Long Beach, California 2021-03-04 16:05:44 –
At a meeting of the Long Beach Unified School District Board of Education last night, Superintendent Jill Baker revealed that the school district has reached a major milestone in its employee vaccination efforts.
“As of this Saturday, all employees have the opportunity to be vaccinated,” Baker said.
LBUSD has approximately 12,000 employees and is the largest employer in the city. Long Beach has been hailed by California Governor Gavin Newsom as a leader in immunization of teachers.
According to LBUSD spokesman Chris Eftychiou, the district has provided employees with more than 6,200 vaccine reservations to date.
“It’s in addition to many employees who have been vaccinated by other means,” said Eftychiou, who said the district did not have those numbers. The school district does not require teachers to be vaccinated before returning to school.
Some employees Criticized the district When they first provided vaccinations because the process did not prioritize teachers who were already in the classroom or expected to return soon. But according to the district, that has changed since then.
“We have been sending appointments to our employees in a targeted manner, starting with the previous grade. We have already graduated from high school and are offering multiple appointment opportunities,” said Eftychiou. Stated. “At some point we will be saturated with demand among people.”
LBUSD is far ahead of its neighbors in this effort.
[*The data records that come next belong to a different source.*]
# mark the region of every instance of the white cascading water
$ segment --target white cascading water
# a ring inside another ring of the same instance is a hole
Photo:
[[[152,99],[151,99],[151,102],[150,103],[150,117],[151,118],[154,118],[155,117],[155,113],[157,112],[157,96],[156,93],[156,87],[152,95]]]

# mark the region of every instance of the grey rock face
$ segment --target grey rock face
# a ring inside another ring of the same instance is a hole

Los Alamitos Unified is under the jurisdiction of Orange County and was added to the list of teachers eligible for vaccination last week.Compton Unified, scheduled to reopen next week, will open employees Vaccination Clinic on March 9th..
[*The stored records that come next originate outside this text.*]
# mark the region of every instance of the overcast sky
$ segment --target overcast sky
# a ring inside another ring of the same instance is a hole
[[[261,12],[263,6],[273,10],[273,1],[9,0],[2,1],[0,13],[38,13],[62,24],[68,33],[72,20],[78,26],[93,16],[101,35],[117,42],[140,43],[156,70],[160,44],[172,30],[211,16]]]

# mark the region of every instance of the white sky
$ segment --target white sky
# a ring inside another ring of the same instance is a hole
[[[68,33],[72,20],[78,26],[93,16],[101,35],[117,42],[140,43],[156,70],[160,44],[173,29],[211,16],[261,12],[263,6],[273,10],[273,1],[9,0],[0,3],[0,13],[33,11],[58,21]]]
According to Baker, the speed at which LBUSD vaccinates employees is a result of the city’s own health department, which has long worked with LBUSD, releasing teachers as soon as the state permits it.
“It’s a great story to tell because the collaboration existed before the vaccine existed,” she said.
LBUSD plans to reopen primary school on March 29, and LBUSD deputy police officer Tiffany Brown said the district had submitted a reopening plan to the city’s health department earlier this week. The state’s reopening guidelines require an “approval body” to approve the reopening plan, and Mr Brown said the district has worked with the Department of Health on the plan.
“We are waiting for approval, preferably by the weekend,” she said. “If we need to change things, we will do it in sufficient time to resubmit and get approval.”
The school district also said school-specific information about plans to reopen elementary schools, including the school day schedule, will be released Thursday afternoon.
“Our school is ready and ready to physically reopen,” said Brian Moskovitz, LBUSD’s primary school superintendent. “They have PPEs, protocols and signs in place. At 4 pm Thursday, all parents, guardians, and families receive more information from the principal. Parents receive more information from the principal. You need to have a very good understanding of what it looks like in the classroom. “
Middle school and high school are scheduled to reopen in April, but the coronavirus infection rate in Los Angeles County needs to subside a little more before it is allowed. LA County needs to reach the benchmark of just seven new daily infections per 100,000 inhabitants to get a green light. Currently it is 7.2, but the number is steadily decreasing.
The next LBUSD Board of Education meeting will be on March 17th.